Agent applications depend on external boundaries:

  • LLM calls
  • HTTP APIs
  • tools
  • databases
  • queues
  • files

Those boundaries are where nondeterminism and side effects enter the system. If a workflow fails after several provider calls, a developer needs more than logs. They need the exact request/response shape, a way to rerun the app code safely, and a test artifact that keeps the bug fixed.

The ReplayLab Approach

ReplayLab captures provider boundaries into a local capsule. During replay, supported provider calls are matched against that capsule and served from stored payloads instead of hitting live services. The same application command runs in capture and replay mode, so the regression stays close to real user code.

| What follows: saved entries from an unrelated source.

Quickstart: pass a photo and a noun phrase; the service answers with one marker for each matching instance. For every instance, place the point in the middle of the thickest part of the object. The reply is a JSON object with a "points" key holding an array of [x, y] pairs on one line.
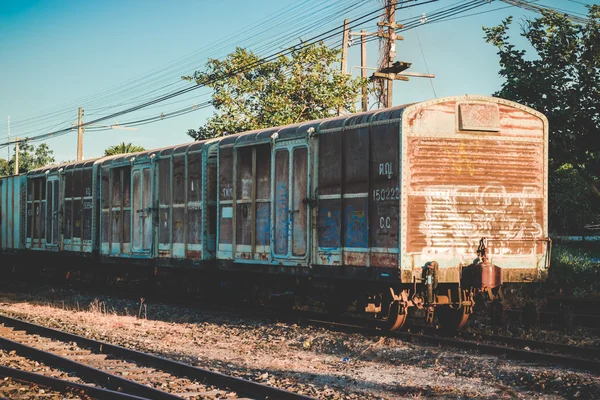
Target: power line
{"points": [[321, 37]]}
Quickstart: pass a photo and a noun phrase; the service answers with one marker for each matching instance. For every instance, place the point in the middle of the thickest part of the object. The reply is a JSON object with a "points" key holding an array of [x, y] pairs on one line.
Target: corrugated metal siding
{"points": [[11, 203], [462, 185]]}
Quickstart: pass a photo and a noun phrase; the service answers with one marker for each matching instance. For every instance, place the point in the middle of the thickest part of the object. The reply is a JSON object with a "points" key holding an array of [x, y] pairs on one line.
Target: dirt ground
{"points": [[313, 361]]}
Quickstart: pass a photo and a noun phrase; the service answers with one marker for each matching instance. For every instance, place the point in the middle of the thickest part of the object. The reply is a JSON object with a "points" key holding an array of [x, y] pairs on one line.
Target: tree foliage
{"points": [[30, 157], [123, 148], [286, 90], [4, 168], [562, 81]]}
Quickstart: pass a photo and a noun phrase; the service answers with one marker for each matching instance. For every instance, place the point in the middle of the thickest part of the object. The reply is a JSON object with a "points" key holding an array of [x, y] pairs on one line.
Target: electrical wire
{"points": [[323, 36]]}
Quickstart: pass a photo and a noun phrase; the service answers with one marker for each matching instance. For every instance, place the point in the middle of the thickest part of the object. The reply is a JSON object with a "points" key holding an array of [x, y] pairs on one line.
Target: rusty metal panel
{"points": [[299, 208], [243, 215], [179, 194], [262, 240], [384, 197], [194, 206], [210, 201], [164, 206], [147, 219], [478, 117], [13, 209], [474, 167], [355, 184], [329, 199], [50, 200], [225, 240], [281, 202]]}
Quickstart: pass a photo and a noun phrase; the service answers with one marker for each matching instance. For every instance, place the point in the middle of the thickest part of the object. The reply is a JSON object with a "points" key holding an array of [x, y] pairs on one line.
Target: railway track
{"points": [[128, 371], [21, 384], [578, 357]]}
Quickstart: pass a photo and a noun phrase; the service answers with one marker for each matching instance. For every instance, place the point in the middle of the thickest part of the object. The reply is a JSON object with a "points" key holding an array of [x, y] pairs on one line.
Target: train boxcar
{"points": [[158, 207], [12, 202], [424, 205], [392, 205]]}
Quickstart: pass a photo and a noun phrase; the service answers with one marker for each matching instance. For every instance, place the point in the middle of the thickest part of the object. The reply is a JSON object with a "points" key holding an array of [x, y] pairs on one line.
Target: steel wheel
{"points": [[452, 319], [396, 320]]}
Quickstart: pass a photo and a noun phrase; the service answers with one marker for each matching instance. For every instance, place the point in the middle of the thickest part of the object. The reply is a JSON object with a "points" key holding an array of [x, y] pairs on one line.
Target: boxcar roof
{"points": [[65, 166], [300, 129]]}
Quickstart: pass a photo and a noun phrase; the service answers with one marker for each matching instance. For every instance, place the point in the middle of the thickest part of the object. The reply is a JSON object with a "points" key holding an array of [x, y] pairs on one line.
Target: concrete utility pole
{"points": [[363, 70], [8, 147], [344, 64], [390, 69], [391, 15], [80, 130], [16, 156]]}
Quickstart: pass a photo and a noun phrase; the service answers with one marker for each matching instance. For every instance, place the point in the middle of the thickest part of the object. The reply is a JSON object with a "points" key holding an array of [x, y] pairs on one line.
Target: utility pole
{"points": [[363, 70], [8, 147], [344, 66], [16, 156], [388, 68], [391, 15], [80, 130]]}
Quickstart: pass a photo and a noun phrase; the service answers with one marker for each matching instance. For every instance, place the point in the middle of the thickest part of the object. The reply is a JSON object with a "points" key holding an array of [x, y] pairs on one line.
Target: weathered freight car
{"points": [[423, 205]]}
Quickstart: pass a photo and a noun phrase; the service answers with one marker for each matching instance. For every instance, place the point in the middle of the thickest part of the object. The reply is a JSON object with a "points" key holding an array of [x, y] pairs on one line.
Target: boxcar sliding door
{"points": [[52, 221], [141, 204], [290, 210]]}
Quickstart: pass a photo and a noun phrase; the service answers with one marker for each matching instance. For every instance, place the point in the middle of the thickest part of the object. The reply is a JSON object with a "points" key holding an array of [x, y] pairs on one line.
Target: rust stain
{"points": [[462, 188], [355, 259], [384, 260], [193, 254]]}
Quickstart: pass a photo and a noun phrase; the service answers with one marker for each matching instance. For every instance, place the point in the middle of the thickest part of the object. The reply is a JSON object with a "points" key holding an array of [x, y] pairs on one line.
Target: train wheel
{"points": [[452, 319], [397, 316]]}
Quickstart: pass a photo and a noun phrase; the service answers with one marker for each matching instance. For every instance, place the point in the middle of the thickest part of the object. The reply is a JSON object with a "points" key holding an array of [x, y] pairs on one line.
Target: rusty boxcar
{"points": [[421, 205], [424, 205]]}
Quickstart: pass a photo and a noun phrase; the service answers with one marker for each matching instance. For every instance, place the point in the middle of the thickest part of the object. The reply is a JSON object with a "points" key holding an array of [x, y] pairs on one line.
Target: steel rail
{"points": [[239, 385], [509, 352], [564, 348], [62, 385], [86, 372]]}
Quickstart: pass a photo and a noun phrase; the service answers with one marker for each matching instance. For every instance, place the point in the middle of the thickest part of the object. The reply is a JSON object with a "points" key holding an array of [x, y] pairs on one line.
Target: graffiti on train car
{"points": [[282, 220], [456, 217], [263, 224], [356, 233], [330, 228]]}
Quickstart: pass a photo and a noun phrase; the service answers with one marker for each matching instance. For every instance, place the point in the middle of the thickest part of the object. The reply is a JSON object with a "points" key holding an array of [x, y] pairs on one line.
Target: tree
{"points": [[4, 168], [562, 81], [31, 157], [285, 90], [123, 148]]}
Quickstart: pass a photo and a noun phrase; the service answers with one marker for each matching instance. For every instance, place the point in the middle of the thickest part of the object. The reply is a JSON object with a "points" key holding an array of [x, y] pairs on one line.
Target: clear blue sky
{"points": [[107, 56]]}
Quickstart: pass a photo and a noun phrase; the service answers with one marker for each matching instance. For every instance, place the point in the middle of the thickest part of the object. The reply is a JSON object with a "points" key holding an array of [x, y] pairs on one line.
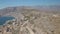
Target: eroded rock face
{"points": [[35, 22]]}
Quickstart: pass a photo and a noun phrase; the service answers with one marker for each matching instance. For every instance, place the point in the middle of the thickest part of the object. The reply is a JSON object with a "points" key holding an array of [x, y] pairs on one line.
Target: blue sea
{"points": [[5, 18]]}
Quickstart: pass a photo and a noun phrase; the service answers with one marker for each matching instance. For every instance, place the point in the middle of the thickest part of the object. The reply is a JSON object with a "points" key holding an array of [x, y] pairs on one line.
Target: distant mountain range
{"points": [[20, 8]]}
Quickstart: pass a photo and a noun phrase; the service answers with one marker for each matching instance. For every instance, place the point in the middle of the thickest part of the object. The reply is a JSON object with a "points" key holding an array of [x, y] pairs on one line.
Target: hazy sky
{"points": [[7, 3]]}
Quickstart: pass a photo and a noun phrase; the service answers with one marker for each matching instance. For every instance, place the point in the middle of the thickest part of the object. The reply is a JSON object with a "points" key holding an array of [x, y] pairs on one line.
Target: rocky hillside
{"points": [[32, 21]]}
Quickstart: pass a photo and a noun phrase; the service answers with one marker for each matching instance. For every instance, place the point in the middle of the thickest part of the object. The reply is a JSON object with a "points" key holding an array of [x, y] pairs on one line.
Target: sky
{"points": [[8, 3]]}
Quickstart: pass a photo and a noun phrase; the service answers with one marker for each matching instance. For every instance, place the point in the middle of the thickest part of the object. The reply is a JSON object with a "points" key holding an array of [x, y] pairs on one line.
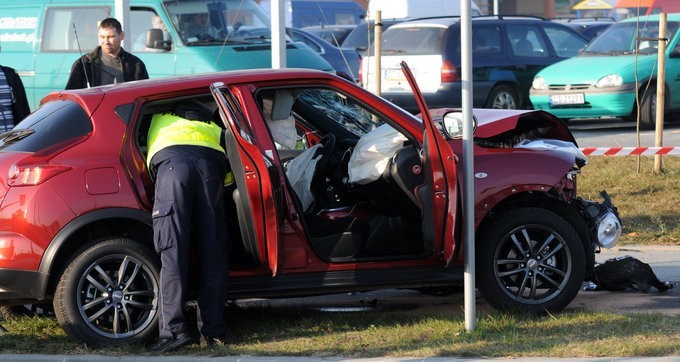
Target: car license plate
{"points": [[560, 99], [394, 74]]}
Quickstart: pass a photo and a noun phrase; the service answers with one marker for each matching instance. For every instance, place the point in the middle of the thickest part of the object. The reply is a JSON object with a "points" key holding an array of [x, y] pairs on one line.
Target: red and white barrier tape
{"points": [[630, 151]]}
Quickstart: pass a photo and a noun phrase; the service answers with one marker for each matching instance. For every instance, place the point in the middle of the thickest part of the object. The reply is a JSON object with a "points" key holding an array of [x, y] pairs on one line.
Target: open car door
{"points": [[253, 198], [438, 196]]}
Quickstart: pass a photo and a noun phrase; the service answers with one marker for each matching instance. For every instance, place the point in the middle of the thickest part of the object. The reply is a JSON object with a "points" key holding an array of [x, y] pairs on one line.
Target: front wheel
{"points": [[531, 260], [108, 294]]}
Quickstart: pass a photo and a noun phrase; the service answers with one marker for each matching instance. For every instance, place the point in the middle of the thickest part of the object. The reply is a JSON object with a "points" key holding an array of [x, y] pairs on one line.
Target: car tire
{"points": [[648, 108], [108, 294], [503, 97], [529, 260]]}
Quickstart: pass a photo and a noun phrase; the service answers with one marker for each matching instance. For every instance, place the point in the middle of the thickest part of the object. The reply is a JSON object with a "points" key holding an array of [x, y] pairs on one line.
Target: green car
{"points": [[604, 79]]}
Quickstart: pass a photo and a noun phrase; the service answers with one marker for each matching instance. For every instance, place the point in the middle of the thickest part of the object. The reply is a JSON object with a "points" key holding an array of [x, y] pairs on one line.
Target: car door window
{"points": [[565, 43], [486, 40], [527, 41]]}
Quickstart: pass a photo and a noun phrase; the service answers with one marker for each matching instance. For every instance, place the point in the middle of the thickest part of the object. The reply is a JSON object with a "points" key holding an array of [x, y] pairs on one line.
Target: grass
{"points": [[397, 333], [647, 204]]}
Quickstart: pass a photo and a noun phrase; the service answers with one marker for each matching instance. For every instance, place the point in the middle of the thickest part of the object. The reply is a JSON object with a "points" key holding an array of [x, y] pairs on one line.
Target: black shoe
{"points": [[170, 344]]}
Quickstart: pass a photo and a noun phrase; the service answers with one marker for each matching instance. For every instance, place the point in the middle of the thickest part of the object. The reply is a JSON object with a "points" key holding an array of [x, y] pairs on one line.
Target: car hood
{"points": [[591, 68], [501, 126]]}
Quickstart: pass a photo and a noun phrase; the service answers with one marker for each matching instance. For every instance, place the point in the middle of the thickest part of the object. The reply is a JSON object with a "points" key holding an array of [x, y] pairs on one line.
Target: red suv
{"points": [[335, 190]]}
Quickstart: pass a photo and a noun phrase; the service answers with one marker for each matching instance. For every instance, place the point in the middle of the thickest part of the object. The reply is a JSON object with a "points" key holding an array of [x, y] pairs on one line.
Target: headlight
{"points": [[612, 80], [539, 83], [608, 230]]}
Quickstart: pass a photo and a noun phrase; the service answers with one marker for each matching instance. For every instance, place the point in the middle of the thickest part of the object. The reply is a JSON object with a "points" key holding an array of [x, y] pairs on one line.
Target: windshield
{"points": [[201, 22], [620, 39]]}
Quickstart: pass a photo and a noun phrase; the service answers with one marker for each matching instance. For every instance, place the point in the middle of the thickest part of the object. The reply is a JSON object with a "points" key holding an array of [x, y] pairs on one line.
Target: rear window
{"points": [[53, 123], [413, 41]]}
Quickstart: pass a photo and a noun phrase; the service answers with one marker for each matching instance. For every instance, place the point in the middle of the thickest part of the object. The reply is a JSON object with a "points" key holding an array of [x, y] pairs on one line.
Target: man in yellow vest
{"points": [[189, 166]]}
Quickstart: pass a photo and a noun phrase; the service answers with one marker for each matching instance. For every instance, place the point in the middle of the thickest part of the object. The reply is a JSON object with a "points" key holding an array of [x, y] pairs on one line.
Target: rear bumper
{"points": [[21, 286], [614, 103]]}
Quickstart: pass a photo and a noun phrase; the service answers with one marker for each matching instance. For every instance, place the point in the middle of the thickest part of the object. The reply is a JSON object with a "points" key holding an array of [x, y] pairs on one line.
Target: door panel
{"points": [[254, 197]]}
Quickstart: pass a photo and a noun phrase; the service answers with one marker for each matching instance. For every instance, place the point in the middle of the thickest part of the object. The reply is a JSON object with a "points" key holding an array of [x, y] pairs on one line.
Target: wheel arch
{"points": [[552, 203], [114, 222]]}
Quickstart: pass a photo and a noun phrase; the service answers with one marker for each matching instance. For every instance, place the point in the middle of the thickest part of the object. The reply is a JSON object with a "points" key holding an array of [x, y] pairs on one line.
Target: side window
{"points": [[59, 34], [527, 41], [141, 20], [486, 40], [565, 43]]}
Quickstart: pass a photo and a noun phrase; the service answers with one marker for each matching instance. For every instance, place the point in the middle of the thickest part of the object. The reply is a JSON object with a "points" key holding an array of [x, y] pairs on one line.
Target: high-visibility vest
{"points": [[168, 129]]}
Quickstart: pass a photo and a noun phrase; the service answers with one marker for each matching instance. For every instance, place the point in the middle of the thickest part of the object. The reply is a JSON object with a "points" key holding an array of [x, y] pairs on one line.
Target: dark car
{"points": [[362, 35], [336, 190], [507, 52], [588, 27], [334, 34], [345, 61]]}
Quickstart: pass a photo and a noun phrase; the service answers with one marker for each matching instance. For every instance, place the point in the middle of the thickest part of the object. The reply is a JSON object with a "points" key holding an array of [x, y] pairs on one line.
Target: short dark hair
{"points": [[111, 23]]}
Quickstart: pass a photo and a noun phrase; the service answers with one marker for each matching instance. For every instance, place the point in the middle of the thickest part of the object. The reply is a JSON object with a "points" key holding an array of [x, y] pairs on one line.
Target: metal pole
{"points": [[278, 19], [378, 51], [122, 11], [468, 164], [660, 90]]}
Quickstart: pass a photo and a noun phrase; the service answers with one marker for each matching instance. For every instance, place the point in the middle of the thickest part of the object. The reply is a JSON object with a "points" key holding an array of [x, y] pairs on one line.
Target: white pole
{"points": [[377, 46], [278, 19], [122, 14], [660, 90], [468, 164]]}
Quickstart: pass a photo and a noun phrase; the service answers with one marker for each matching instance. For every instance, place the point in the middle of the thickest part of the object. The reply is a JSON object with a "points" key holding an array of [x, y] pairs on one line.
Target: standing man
{"points": [[13, 102], [108, 63], [190, 167]]}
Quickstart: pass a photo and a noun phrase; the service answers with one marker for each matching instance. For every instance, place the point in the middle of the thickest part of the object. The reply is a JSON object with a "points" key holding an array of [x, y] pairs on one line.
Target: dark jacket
{"points": [[20, 108], [133, 69]]}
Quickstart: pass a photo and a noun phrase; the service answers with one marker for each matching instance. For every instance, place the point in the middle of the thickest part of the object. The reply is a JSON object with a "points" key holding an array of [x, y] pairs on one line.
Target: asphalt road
{"points": [[616, 133]]}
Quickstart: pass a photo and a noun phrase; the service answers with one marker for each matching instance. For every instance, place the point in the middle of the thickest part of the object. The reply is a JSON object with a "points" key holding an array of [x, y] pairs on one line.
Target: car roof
{"points": [[128, 91], [445, 21], [655, 17]]}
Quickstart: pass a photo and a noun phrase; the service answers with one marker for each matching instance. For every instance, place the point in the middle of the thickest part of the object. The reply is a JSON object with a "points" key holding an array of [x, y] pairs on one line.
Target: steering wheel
{"points": [[328, 145]]}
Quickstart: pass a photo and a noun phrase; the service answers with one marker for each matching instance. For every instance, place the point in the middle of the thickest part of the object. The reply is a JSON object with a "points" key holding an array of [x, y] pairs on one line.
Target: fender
{"points": [[78, 223]]}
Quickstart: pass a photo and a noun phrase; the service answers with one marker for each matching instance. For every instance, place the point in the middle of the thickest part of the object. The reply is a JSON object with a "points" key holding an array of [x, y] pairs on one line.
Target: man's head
{"points": [[110, 34]]}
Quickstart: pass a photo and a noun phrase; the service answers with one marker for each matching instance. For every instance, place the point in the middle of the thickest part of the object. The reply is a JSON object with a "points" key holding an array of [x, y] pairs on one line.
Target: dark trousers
{"points": [[189, 212]]}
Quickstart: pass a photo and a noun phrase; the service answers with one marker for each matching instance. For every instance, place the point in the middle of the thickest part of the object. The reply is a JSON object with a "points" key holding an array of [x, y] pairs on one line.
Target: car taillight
{"points": [[449, 72], [33, 174], [361, 71], [36, 168]]}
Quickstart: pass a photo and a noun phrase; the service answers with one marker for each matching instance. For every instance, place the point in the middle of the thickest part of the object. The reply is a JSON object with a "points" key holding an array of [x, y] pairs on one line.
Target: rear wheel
{"points": [[108, 294], [503, 97], [530, 260]]}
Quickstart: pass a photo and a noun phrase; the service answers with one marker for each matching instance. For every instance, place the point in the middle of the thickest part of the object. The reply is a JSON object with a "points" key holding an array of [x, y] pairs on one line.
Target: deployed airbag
{"points": [[372, 154]]}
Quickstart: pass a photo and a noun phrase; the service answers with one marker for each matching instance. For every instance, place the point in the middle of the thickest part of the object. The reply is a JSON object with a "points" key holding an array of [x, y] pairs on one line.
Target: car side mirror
{"points": [[154, 40], [453, 124]]}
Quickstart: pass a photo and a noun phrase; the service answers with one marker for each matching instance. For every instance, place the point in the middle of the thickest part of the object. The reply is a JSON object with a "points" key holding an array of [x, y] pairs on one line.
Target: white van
{"points": [[400, 9], [42, 38]]}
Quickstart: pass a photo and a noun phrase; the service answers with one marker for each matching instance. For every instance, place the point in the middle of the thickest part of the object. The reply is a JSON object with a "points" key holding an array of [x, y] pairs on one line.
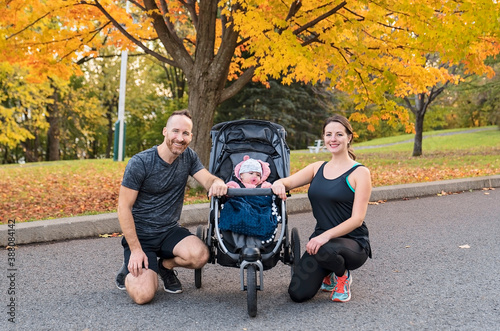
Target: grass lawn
{"points": [[47, 190]]}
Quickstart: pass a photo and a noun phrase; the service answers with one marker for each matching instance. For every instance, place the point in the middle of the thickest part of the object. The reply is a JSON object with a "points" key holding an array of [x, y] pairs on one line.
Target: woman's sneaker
{"points": [[328, 283], [171, 283], [342, 291]]}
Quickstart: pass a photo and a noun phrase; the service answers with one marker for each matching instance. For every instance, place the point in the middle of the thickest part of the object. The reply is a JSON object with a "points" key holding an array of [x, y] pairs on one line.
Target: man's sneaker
{"points": [[342, 291], [171, 283], [329, 283], [120, 277]]}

ReplayLab is intentionally local-first:

  • capsules are written under .replaylab/
  • replay runs without the cloud
  • generated pytest provider replay guards can be checked into the application repo
  • secrets and payload contents are not printed by inspection commands

When To Use It

ReplayLab is useful when you want to answer:

  • Can I reproduce this agent failure without another live model call?
  • Did my fix preserve the provider interaction sequence?
  • Can I turn this failure into a pytest provider replay guard?
  • Can I inspect what crossed the LLM or HTTP boundary without reading raw traces?

It is not yet a hosted issue tracker or UI. The public-alpha candidate focuses on the local developer loop first.